In Australia, an independent research and development company called Risk Frontiers was formed in response to this new acknowledgement. Using modeling to solve and understand complex, practical problems, it advises the insurance sector on the best approaches to risk.
“For insurers to manage their risk, minimise losses and accurately price policies,” says Risk Frontiers chief geospatial scientist Dr James O’Brien, “knowing the exact location of a building or house, in relation to hazards such as flood or bushfire, is imperative.”
Quality data is what makes catastrophe modeling work. Modeling is only as good as the data that goes into it. As any junior programmer will tell you: garbage in, garbage out.
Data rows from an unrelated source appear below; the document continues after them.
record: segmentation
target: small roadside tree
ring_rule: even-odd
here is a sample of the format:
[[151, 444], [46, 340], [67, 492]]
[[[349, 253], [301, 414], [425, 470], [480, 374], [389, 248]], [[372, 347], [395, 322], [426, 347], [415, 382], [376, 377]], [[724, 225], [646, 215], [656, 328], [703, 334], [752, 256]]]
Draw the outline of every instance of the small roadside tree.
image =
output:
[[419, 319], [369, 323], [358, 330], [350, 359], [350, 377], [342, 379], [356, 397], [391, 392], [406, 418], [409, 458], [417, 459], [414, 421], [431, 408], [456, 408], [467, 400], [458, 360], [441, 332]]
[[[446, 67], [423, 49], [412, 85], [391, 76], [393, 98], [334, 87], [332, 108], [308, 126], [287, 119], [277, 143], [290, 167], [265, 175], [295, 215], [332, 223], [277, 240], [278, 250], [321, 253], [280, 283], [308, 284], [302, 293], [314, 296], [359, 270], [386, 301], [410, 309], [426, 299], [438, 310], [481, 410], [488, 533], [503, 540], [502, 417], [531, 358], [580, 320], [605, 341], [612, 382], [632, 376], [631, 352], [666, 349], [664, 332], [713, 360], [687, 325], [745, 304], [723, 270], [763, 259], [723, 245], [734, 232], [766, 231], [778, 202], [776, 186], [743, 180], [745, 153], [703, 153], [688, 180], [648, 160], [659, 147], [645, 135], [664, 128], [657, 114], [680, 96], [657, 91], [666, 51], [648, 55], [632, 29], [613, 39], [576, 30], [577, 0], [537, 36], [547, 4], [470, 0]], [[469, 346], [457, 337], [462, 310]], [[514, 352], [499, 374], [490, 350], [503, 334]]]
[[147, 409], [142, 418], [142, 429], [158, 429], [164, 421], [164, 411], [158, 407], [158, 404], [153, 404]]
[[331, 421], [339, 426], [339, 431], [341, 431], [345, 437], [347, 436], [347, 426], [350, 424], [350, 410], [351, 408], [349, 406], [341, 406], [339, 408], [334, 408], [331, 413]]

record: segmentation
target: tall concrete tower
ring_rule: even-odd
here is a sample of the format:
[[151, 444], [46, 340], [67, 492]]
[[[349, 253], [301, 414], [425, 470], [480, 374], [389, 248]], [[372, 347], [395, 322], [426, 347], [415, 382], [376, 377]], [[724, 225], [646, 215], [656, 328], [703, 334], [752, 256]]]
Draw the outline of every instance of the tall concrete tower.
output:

To provide that exact data, the company uses a product from location data experts Pitney Bowes called GeoVision.
“Risk Frontiers uses GeoVision data such as building footprints, tree height, and vegetation cover,” says Dr O’Brien, “to inform natural disaster models used by insurers which calculate risk and assess damage.”
In a flood, building heights can be analysed with GeoVision to know which properties are most at risk of flooding. In a bushfire, emergency services can use it to analyse tree density to see which properties are most threatened. Residents receive early warnings to protect themselves or to evacuate, and first responders are deployed where they’re needed most. This saves lives.
Governments can also respond with relief aid more effectively when local councils can provide accurate reports to state government on the number and type of buildings affected.
Insurance companies can set more realistic premiums on two similar properties on the same street if they know that one of the properties has a large tree capable of causing serious damage in a storm.
“GeoVision gives a much higher level of accuracy in data right across Australia than what’s ever been available before,” says Dr O’Brien. “Insurance companies, individuals, and emergency services have access to a whole lot of data that hasn’t been available in the past.”
Hurricane Andrew is no longer the costliest hurricane in the United States records or the most destructive to ever hit Florida; Katrina and Irma have since surpassed it. But its legacy is that risk can be calculated, and - with the right data - calculated with precision.